I need help on solving this problem
A plane with an air speed of 400km/hr wants to go north but a wind of 70 km/hr is blowing west. What must be the planes heading (to go north)? What will be its resulting ground speed?
To solve this problem, we can use vector addition.
Step 1: Draw a diagram representing the problem. Draw a line to represent the plane's heading to the north, and another line to represent the wind blowing to the west.
Step 2: Define the vectors:
- Let's call the velocity of the plane "Vp" and the velocity of the wind "Vw".
- The magnitude of Vp (air speed) is 400 km/hr, and its direction is the desired heading to the north.
- The magnitude of Vw (wind speed) is 70 km/hr, and its direction is west.
Step 3: Determine the resulting velocity of the plane. This can be found by adding the vectors Vp and Vw.
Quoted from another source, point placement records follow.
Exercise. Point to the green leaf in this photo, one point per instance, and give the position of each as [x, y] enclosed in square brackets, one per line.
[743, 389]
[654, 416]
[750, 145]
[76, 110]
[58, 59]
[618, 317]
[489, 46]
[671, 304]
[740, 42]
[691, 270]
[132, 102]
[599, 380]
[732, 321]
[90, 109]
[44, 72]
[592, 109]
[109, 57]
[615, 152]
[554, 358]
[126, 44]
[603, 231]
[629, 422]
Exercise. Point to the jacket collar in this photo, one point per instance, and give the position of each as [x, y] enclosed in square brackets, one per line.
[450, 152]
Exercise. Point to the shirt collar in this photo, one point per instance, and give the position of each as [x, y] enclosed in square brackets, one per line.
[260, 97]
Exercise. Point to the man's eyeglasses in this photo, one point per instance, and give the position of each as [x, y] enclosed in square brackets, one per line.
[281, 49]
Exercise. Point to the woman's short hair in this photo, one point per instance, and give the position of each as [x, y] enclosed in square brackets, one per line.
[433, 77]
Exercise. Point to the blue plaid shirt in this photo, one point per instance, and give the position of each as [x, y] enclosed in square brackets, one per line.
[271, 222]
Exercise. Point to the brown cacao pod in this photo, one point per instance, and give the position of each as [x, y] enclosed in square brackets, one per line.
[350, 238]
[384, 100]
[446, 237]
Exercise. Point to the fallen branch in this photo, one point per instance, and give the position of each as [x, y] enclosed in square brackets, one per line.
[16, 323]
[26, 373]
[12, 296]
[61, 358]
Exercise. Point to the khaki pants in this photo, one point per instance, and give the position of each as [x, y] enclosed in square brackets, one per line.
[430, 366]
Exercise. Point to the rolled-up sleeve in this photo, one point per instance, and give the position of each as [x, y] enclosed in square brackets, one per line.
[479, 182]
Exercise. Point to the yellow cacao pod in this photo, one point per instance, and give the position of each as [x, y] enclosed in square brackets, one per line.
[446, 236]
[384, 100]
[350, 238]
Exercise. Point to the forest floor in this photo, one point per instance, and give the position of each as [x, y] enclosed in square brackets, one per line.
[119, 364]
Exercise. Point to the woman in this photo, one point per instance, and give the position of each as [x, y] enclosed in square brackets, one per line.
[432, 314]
Step 4: Use the Pythagorean theorem to find the magnitude of the resulting velocity (ground speed). The Pythagorean theorem states: c^2 = a^2 + b^2, where c is the hypotenuse of a right triangle, and a and b are the other two sides. In this case, a is the magnitude of Vp, and b is the magnitude of Vw.
Step 5: Use the inverse tangent function to find the angle between the resulting velocity and the positive x-axis. This angle will give the plane's heading.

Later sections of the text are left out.